The chopper eventually arrives and drops into base camp after doing a circuit of the mountain to check wind and downdrafts. A line is rigged and the crewman hooks on and they are off trailing the crewman through the sky. Shortly after it returns and drops the pair in front of a 7 Summit team who wrap the body in what looks like a flag of sorts. He is then carefully loaded into the chopper which turns and drops off the base camp saddle into silence.
So dinner is a mix of somber and celebration tonight. Somehow the cooks have conjured up a birthday cake for Mike and we sing Happy Birthday in a chilly tent, as badly as the best of them. Then Anselm asks us for a few minutes of our time. He apologises (unnecessarily) for his broken English and then speaks about the climber who died and whose dangling body has hung over us all day. He reminds us that he, like us, came up here to enjoy himself, that he did not die through any fault of his own but because of an accident, because of a ‘cutting rope’. Poignantly he tells us his Dad died in the same way. He then suggests we observe a minutes silence for the climber. We do just that. I find myself deeply moved.

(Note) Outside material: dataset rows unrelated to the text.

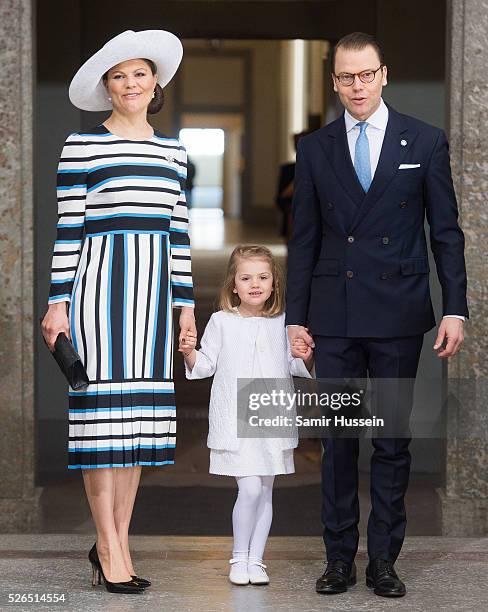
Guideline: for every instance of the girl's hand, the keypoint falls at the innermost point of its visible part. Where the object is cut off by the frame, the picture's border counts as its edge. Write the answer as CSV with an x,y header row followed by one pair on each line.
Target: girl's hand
x,y
304,351
299,346
187,322
55,321
187,343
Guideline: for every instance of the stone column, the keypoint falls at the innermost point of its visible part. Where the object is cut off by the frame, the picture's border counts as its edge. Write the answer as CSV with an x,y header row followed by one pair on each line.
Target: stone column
x,y
464,499
19,498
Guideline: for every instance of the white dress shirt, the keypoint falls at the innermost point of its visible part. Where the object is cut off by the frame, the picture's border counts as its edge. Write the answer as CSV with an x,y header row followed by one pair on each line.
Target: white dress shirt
x,y
375,131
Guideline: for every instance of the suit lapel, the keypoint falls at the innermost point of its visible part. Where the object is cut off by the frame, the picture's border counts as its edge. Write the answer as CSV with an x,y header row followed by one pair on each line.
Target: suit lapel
x,y
393,151
336,148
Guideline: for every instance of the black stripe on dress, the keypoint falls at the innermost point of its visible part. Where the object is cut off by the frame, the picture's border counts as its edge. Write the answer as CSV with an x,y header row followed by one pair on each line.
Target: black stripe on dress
x,y
117,307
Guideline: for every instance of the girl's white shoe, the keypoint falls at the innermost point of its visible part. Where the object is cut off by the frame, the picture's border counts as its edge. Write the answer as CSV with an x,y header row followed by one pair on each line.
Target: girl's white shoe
x,y
257,573
238,571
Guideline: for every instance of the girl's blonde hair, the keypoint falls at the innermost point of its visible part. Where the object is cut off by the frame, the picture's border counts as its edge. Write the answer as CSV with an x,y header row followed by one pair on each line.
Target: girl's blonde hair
x,y
275,304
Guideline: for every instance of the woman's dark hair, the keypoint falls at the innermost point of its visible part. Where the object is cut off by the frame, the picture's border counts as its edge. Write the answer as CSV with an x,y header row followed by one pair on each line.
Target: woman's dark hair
x,y
157,102
357,41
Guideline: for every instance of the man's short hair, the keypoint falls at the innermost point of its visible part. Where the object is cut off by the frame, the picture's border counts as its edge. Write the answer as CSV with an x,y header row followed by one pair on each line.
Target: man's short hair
x,y
357,41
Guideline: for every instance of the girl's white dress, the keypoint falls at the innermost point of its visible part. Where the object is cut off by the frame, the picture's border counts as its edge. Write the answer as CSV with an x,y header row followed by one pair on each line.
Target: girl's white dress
x,y
244,347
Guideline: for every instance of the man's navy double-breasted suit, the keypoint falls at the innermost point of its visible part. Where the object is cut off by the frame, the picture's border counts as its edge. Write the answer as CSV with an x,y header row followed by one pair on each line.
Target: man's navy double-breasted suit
x,y
358,278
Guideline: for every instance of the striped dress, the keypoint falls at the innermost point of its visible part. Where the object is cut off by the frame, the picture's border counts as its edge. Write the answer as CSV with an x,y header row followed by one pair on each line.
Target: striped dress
x,y
122,260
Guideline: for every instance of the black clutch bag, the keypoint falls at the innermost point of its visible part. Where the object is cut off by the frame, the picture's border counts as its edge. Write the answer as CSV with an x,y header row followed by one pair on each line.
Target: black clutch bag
x,y
70,363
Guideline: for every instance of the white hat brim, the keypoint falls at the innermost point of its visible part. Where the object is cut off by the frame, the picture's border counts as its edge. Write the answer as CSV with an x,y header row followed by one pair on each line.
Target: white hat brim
x,y
87,91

We get a briefing shortly thereafter on the improved state of the ropes but I remain unconvinced. Without good climbing rope I am not going to take the risk of climbing. I will go as far as I can but not commit to second rate rope. I have vacillated on this during the course of the day. Should I or should I not? But the sight of the climber being lowered into camp in front of us made me think of those at home and whether I could do this to any of them. I decide I cannot. And once I have come to that realization a second one strikes me – it is impossible to get my head back into summit mode thereafter.
The evening finishes clear and mild. Okay, the frost is heavy and ‘mild’ is a relative term. Three of the team – Omer, Alfons and Chris are up at ABC tonight. But quite a few are resolved to depart tomorrow rather than try an summit. The failed rope has deterred some and rattled the rest. My risk assessment (scribbled separately) is not a solitary one.